2013-02-11 13:04:14-05
Wandering Earl Every now and then, while out there traveling, I end up in a conversation in which someone asks me What do you like best about your home country? The first couple of times it happened, I actually had to think real hard to come up with an answer, simply because I spend so much time focusing on international travel and all of these foreign destinations that I rarely paid much attention to what I enjoy about the USA.
However, the more I traveled, the more the answer to such a question eventually did become quite clear. It became quite clear because I realized that every time I returned to the USA, the exact same thing happened. My flight lands. I get off the airplane and I walk through the airport. I stand in the immigration line and then, I just look around me. Before long, I feel goosebumps forming on my skin. I proceed through the immigration inspection, grab my backpack, pass through the customs check and walk into the airport terminal. And the goosebumps intensify. Then, for the duration of my stay in my home country, whether I’m in New York City, Boston, Washington D.C., Los Angeles, Florida, or just about anywhere else, the feeling remains, the feeling that I am surrounded by something that doesn’t really exist anywhere else on the planet.

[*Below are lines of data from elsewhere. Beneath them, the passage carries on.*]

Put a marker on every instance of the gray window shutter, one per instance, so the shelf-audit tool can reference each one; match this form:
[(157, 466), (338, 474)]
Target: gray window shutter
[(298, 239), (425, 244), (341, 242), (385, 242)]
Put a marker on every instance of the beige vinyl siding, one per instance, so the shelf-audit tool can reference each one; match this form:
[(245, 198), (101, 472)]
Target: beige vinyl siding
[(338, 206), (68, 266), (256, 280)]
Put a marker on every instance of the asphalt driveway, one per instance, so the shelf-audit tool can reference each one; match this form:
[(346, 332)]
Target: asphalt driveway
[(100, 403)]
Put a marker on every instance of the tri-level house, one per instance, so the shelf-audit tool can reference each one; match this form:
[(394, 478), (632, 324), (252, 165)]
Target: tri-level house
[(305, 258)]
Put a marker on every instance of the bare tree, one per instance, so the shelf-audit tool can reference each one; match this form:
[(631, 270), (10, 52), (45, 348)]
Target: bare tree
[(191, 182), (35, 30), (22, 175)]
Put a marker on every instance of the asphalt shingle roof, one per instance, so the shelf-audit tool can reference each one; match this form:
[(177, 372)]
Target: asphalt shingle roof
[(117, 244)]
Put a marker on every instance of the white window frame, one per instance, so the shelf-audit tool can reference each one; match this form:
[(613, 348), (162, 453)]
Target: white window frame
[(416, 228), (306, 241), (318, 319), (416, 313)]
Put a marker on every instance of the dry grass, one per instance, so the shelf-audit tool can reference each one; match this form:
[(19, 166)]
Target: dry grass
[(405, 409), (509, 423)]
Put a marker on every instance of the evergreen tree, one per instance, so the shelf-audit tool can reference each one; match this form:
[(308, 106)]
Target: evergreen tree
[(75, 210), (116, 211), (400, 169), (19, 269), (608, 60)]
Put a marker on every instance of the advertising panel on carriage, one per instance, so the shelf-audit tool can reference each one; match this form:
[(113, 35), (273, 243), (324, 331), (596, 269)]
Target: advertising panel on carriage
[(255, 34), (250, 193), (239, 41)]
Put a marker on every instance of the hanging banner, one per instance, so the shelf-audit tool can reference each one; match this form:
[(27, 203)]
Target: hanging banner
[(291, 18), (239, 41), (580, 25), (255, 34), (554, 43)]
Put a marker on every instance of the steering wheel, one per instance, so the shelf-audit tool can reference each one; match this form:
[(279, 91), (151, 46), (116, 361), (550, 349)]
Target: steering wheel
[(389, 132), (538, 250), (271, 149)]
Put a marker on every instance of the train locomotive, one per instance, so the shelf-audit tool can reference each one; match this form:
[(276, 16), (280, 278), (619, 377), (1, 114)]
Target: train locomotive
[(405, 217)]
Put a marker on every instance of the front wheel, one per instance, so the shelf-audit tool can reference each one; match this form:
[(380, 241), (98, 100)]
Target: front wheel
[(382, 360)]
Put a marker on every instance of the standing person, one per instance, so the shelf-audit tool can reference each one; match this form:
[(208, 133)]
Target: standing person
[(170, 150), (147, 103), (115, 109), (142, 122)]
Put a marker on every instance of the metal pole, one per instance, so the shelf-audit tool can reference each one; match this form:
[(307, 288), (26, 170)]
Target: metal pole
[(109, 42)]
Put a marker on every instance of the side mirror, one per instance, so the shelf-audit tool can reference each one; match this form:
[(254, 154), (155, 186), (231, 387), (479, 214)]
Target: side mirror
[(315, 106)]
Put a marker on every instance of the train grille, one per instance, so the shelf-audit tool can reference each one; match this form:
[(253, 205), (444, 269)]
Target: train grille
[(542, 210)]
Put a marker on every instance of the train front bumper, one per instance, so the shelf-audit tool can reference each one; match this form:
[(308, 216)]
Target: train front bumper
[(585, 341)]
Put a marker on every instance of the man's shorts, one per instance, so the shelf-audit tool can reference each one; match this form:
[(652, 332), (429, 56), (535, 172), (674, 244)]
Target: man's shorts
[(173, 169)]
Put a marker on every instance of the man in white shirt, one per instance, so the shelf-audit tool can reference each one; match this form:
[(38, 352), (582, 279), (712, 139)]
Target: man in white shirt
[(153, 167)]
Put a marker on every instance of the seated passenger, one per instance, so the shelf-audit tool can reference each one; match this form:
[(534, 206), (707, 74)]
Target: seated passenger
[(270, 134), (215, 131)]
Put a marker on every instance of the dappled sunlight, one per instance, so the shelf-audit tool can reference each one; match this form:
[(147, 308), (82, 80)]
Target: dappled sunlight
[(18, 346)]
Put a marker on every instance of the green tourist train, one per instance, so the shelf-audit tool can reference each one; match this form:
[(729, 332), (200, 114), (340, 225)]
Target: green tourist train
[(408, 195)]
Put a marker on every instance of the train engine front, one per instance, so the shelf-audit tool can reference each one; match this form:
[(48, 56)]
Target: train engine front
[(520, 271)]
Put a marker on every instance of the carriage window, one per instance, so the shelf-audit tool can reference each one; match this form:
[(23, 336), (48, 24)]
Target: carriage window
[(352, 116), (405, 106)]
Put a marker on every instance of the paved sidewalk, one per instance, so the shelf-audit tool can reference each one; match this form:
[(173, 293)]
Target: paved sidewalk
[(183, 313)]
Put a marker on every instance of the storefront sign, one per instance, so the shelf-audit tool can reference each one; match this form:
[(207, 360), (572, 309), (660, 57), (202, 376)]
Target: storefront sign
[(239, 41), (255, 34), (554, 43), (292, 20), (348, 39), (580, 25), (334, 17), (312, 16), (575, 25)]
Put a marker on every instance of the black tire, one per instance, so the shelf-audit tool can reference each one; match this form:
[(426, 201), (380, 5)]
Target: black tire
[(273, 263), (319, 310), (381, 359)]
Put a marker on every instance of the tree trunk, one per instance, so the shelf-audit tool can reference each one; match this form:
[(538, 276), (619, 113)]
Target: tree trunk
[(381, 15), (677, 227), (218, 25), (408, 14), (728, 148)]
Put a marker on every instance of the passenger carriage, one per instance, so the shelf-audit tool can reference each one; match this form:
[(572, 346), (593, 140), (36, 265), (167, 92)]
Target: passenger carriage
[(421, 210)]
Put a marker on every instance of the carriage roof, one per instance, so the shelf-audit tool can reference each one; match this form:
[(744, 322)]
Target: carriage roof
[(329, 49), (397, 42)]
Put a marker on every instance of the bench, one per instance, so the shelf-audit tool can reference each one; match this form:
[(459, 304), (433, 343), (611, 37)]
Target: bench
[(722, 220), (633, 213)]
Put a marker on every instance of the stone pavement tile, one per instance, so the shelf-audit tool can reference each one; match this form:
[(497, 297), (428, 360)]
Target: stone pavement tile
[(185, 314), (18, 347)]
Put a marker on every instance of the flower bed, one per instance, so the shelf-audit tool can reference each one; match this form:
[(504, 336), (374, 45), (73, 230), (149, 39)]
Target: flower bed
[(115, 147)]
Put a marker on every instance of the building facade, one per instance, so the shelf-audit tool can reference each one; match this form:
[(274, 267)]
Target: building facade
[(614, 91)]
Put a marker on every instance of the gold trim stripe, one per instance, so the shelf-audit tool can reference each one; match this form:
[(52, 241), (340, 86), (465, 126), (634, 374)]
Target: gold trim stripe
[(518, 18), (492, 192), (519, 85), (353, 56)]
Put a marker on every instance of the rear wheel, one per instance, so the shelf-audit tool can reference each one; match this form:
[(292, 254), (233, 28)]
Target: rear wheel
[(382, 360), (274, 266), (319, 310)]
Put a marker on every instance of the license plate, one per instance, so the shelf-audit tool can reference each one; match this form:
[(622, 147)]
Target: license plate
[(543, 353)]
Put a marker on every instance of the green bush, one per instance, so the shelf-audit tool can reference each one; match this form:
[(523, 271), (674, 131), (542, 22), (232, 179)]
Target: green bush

What I am surrounded by, and what has become my answer to the question What do I like best about the USA?, is…’incredible diversity‘. Where else can you find such a diverse collection of people living together? Just on my walk this morning from my friend’s apartment to the small cafe in Brooklyn where I am writing this post, I passed by businesses that are owned by Yemenis, Thais, Chinese, Italians, Mexicans, Ethiopians, French and Indians. That was in a span of just three blocks. And while New York City offers diversity to the extreme, and I realize that such diversity is not present in every single town in this country and that everyone is not living together in perfect harmony all of the time, it is impossible not to notice, and appreciate, the level of diversity that does exist in so many parts of the USA. After spending so much time overseas, I certainly notice the impressive diversity here instantly and I certainly feel lucky to have grown up among it and to now be able to experience it several times per year. Life is just so much more interesting and fulfilling when you get to interact with so many different kinds of people every day! Now I pass it over to you as I ask… What do you like best about your own country?